Je ne m’attends pas à ce que les dirigeants de l’Union européenne essayent de me pousser à reconnaître l’indépendance du Kosovo. Ceux qui voudraient le faire iraient droit dans le mur.

Mais dans le même temps, je ne pense pas que la Serbie s’engage dans un nouveau bras-de-fer avec l’Union européenne. C’est pourquoi nous avons déposé un projet de résolution avec les 27 Etats membres de l’Union européenne auprès de l’assemblée générale des Nations Unies l‘été dernier, ouvrant ainsi un dialogue avec Pristina.

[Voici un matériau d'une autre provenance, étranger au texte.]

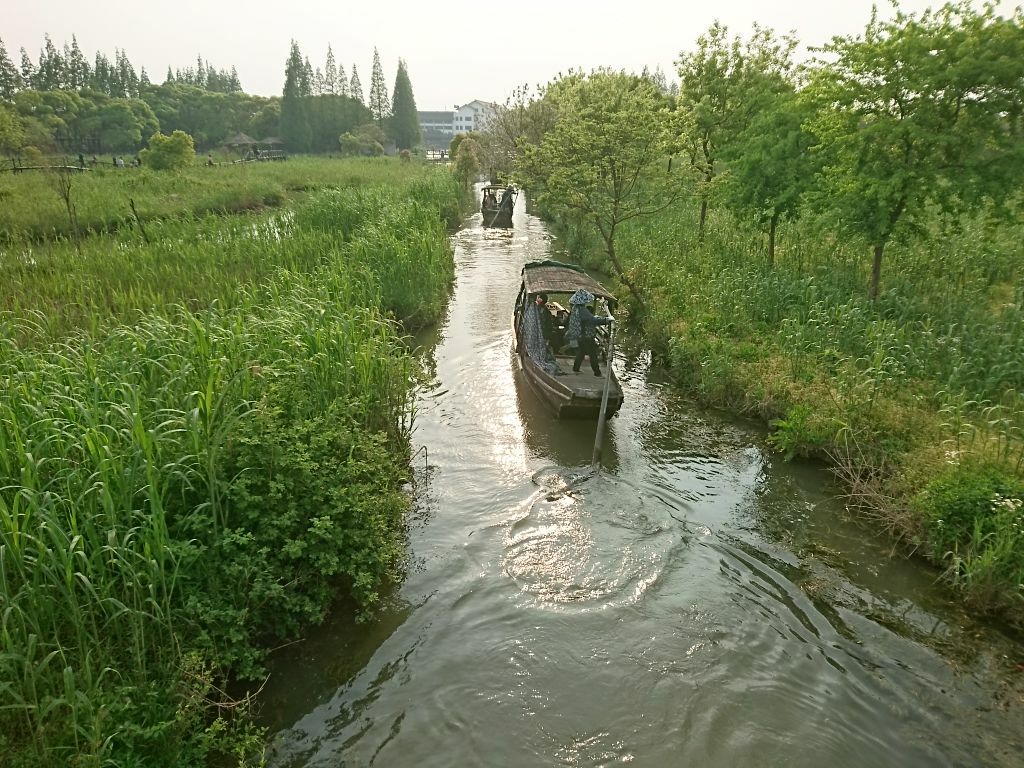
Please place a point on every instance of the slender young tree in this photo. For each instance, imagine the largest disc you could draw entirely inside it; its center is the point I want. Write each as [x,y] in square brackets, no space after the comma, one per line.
[50,74]
[596,164]
[28,71]
[78,66]
[723,84]
[294,122]
[379,102]
[771,165]
[341,87]
[10,81]
[355,87]
[404,121]
[307,78]
[919,111]
[330,74]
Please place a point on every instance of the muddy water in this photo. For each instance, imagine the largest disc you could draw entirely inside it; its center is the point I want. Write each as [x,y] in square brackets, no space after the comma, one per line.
[699,603]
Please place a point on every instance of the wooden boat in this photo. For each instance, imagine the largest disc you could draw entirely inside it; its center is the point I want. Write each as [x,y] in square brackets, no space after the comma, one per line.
[552,377]
[497,205]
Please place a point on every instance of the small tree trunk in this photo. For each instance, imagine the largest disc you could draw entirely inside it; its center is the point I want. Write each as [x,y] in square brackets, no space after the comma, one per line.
[609,245]
[872,289]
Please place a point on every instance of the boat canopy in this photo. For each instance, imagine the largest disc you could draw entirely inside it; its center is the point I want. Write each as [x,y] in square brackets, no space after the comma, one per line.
[556,276]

Il existe plusieurs solutions, encore faut-il qu’elles soient acceptées. Il est nécessaire que la partie adverse soit plus souple, davantage ouverte au dialogue, courageuse et innovante. Si on est inflexible, alors on n’arrivera pas à trouver une solution à ces problèmes qui existent depuis un siècle dans les Balkans.

Alors, c’est vrai : je ne suis pas particulièrementt heureux de devoir règler les problèmes existant dans les Balkans. Ce n’est pas de ma faute si ces problèmes se posent depuis un siècle. Mais je demande à chacun de prendre en considération et de respecter les intérêts légitimes de la population serbe.

Nous sommes membres des Nations Unies. Nous en sommes l’un des membres-fondateurs. Nous sommes un vieux pays et nous avons des droits légitimes. Nous avons une identité, et notre origine se situe au Kosovo. Nous sommes disposés à discuter et à trouver des solutions.

euronews :

Ce qui ne sera pas facile…

Boris Tadic :

Mais qu’est-ce qui est facile ? Est-ce facile d’arrêter Ratko Mladic ? Slobodan Milosevic ? Radovan Karadzic ? Est-ce facile d’arrêter ainsi deux anciens présidents serbes, d’arrêter les présidents de la République Srpska, tous des généraux ?

Ce n’est pas facile de prendre de tels risques. Mais je suis prêt à les prendre, si cela nous ouvre un avenir prometteur. Je suis prêt à prendre des risques si cela permet de trouver une solution à l’instabilité récurrente dans la région, si cela permet de développer une stratégie vraiment rationnelle, et si au final, cela permet un jour à tous les habitants des Balkans de rejoindre l’Union européenne.